And he showed us your test. You wrote what is this shit and scribbled on it? Nice 3%..
Send us your Text From Last Night!
just jacked off with my ROTC uniform on. boy i feel like an american.
better yet, through the bookshelves. like an intellectual glory hole
Only my sister would update her facebook status while going into labor.
Restaurants Roasting People Who Gave Them Negative Yelp Reviews (25 Pics)
Watching this movie and saying "drink every time you see an animal" was a bad idea...circle of life...holy crap
he used a semicolon in his bootycall text, of course he's not gonna go down on me.

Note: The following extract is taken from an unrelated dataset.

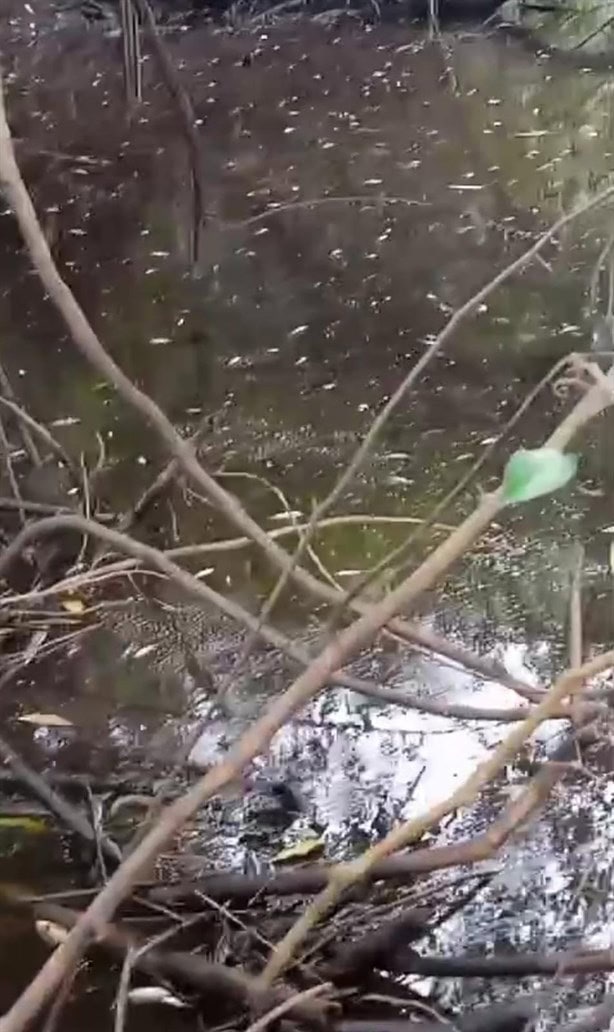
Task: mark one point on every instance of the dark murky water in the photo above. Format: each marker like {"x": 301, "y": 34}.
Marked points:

Ridin mah bike see you on the moon
He looks like the kind of guy that still collects pokemon cards
I feel like I'm back in highscool trying to hide my erections at work
Woman Posts Harassing DMs From Creep Online, Now He’s Upset Because People Told His Mom
I may have discovered that porn hub is on my top visited sites during class this morning.
We got so high we made milksteak
I know im too high when i think porn has an interesting story line.
OMG - This guy with a mullet just told me - it wasn't a mullet - but his hair dresser layered it wrong. It's so walmart in here. I hate you.
You were so high at Ikea last night that you were convinced you could speak Swedish. The whole the time you were our navigator and when we got to the cashier you were hitting on the lady. When she gave you her number you told her you were saving her number as Inglfurfta cuaue she must be swedish since she works there.